The seeds of Puritanism sown by men like Orchard and Innes did not die, but lay germinating in the hearts of the Cornish people, rendering possible the great work of John Wesley a hundred years later. Such men succeeded in a great measure in destroying the pre-Reformation mechanical ideals of salvation in the hearts of the people, which prepared the way for the stirring of the dry bones in future years.
Richard Carew's Survey of Cornwall, published in 1602, gives a vivid picture of the conditions of life in Cornwall prevailing during the period we have been considering in this chapter. The condition of the mining population, he tells us, was much worse than that of the agricultural population.[36] We gather from his pages that the wages of the miners were so inadequate that sooner or later indigence compelled them to have recourse to their employers, who supplied them with food and clothing in advance of their wages at usurious prices.

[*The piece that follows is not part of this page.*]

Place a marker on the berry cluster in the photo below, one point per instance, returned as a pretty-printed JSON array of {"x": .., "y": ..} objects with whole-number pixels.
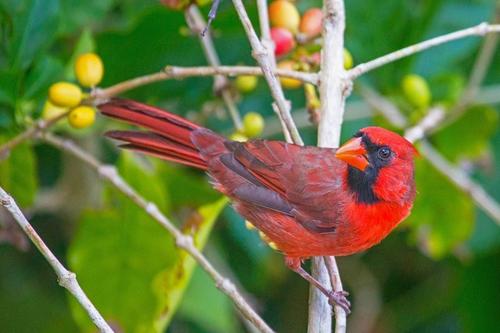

The Stannary Courts, we are informed, were utterly corrupt and saturated with the spirit of perjury and injustice.[36] The houses of the working people, we gather at this period, were made of clay, possessing neither windows nor any attempt at ceiling or plastering[36]; a hole in the wall being considered sufficient to do duty for a chimney. The miner and labouring people generally, we gather, were alike destitute of shoes and stockings, and we may add, of course, of any rudiments of education.